蒋卓晨在众目里走向蒋铭,最后停在蒋铭身前两米远处,正正站在头顶一盏明灯之下。灯光在他脚底投下一团黑色的阴影,他不喜不怒地正对着他的父亲,而对方紧紧地盯着他,仿佛恨不得就用那眼神杀了他。
但蒋铭却不会杀了蒋卓晨,是蒋卓晨自己想死。过去蒋铭为有蒋卓晨这么一个儿子而自豪,今天他却巴不得蒋卓晨只是个懦夫!
事情都已经这样了蒋卓晨还一心要和曲淼在一起,蒋铭已然明白。他拦不住蒋卓晨,如果他再拦,那他这个胆大妄为的独子肯定会做出更绝的事。
蒋铭突然觉得自己真的是老了。如果是二十年前的他,他可以理解,甚至和蒋卓晨感同身受,跟今日他的独子一样敢为了什么不惜所有。但现在,在面对蒋卓晨的这一瞬间,对方的身影就像通过这光芒与阴影倾轧在他身上,他感到了深深的压力,不管他如何想办法想要束缚和阻止蒋卓晨,他已经做不到。
“开始吧。”就像在说一件再平常不过的事情,蒋卓晨笔直地站立在原地,他像一座不动的山峰,永远没有什么可以将他的意志推倒。
蒋铭沉默了半晌,冷声道:“给他。”
在两旁的人群里,即刻便有人托了一个盘子上来,上边摆着一张白布,中间放着一把闪着寒光的锋利匕首。
那人把托盘举到蒋卓晨面前:“少爷。”
蒋卓晨正要伸手去拿,门口传来一声凄厉的大喊声:“住手!”众人在这高喊里齐齐地望过去,有人叫“夫人”,也有人叫“小姐”。蒋卓晨没有回头,他已经从盘子里取了那把匕首,听到他父亲愠怒地朝着道:“你来做什么?!回去!”
蒋卓晨的母亲在门口被一群人挡住,她隔着人墙冲着蒋卓晨大喊:“卓晨,不要这样做!我不阻拦你和淼淼了,你想和他一起就一起,我再也不管了!蒋铭,蒋铭你给我说句话!”
蒋铭想说话,他也不想看到不久之后蒋卓晨倒在血泊里,但这就是规矩!既然蒋卓晨提出来,这么多人在这里做见证,那只能把这规矩走完!
蒋卓晨慢慢地回身,他的手紧紧握住刀柄,刀口向下,在他充满爆发力的手臂肌肉中,仿佛随时都能夺人性命于无形。

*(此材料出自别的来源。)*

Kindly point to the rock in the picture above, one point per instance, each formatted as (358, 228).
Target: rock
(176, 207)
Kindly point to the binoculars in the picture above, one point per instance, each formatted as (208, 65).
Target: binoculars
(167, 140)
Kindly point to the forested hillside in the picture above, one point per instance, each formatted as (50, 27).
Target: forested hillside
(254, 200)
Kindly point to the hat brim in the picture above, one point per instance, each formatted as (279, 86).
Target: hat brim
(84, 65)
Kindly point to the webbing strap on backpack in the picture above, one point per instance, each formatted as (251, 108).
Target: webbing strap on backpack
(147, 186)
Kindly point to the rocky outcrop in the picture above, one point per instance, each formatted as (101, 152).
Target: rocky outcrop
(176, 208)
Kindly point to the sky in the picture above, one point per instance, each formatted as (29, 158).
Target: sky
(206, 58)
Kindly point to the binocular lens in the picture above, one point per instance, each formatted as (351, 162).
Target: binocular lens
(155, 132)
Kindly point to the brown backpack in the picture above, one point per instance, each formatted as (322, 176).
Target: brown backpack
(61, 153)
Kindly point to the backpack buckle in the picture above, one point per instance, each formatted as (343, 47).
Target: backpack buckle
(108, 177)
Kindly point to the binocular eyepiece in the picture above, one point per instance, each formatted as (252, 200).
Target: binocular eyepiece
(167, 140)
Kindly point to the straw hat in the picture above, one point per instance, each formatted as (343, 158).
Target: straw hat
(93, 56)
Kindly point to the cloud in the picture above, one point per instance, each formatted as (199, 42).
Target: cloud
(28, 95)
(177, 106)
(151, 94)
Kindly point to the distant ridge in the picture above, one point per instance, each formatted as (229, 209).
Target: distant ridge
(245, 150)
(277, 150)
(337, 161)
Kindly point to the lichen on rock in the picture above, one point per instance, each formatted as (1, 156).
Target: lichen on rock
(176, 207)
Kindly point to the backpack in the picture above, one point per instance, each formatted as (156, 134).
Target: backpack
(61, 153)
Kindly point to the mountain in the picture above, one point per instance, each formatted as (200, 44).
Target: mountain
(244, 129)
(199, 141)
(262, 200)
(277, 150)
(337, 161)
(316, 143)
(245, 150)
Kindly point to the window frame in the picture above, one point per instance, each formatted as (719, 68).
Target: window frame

“我说过,我意已决。我这样做不是为了求死,而是为了求生。”他凝视着他母亲,他的双眼里是非做不可的意志,他让她知道,让所有人知道,他不仅仅是说一句话做一个样子。为了和曲淼在一起他会做任何事情。
她安静了下来,泪如泉涌,风起了,吹起这个夏天最窒闷的热。她捂着胸口脚下一软,立刻被跟她一起赶来的蒋方瑜搀住。
“你们先回去。”蒋卓晨对担忧地望着他的蒋方瑜说。
蒋方瑜没说什么,他点了点头,扶住他的伯母,半强行地带她走了。
蒋卓晨重新转身对着蒋铭,他对他说道:“我三进三出是为了曲淼,今天我做了之后你就不能再阻拦我们。”
蒋铭的手死死地扣着椅子扶手,眉头隆成一座山道:“我出身江湖,江湖上的人最讲道义。只要你能完得成,我自然遵守规矩,绝不再管你们的事!”
“好。”蒋卓晨在灯下缓缓一笑。
他的笑容还未落下,就在下一秒,他突然举起手中的匕首,毫不犹豫朝自己右边的大腿斜斜插去!
“滋——呲——”一插,一抽,一刀见血。鲜血随着刀锋飞溅出来,雪白的刃口瞬间沾染了触目惊心的红。
没人料到这么快,蒋卓晨的腿一跛,他们才反应了过来。人群倒抽凉气,蒋家的老管家、也是虹桥组曾经的管家凄厉地喊了一声:“少爷——”
蒋卓晨的额头冒出了大股大股的汗,他费力地站稳,摇晃了几下,突然又举起了那沾满了他鲜血的利刃。
第二刀刺进了手臂,匕首在蒋卓晨左臂上对穿而过。这一刀下去,整个屋子都陷入了极度的安静。
他们个个咬紧牙龈,双目赤红地望着他。蒋卓晨“唰——”地抽出匕首,没有一点准备的时间,将刀子捅进了自己的腹部!
深插三刀。要见足够多的血。
蒋卓晨完成了。
在他的刀口□□他腹部的瞬间,蒋铭猛地从椅子上站了起来,拳头紧捏。
蒋卓晨缓缓地抽出刀子,他的双手开始颤抖,额上汗水如洗,腹部与大腿的血水更是如洗。涌上来的手下和医生扶着他,紧急地给他处理伤口。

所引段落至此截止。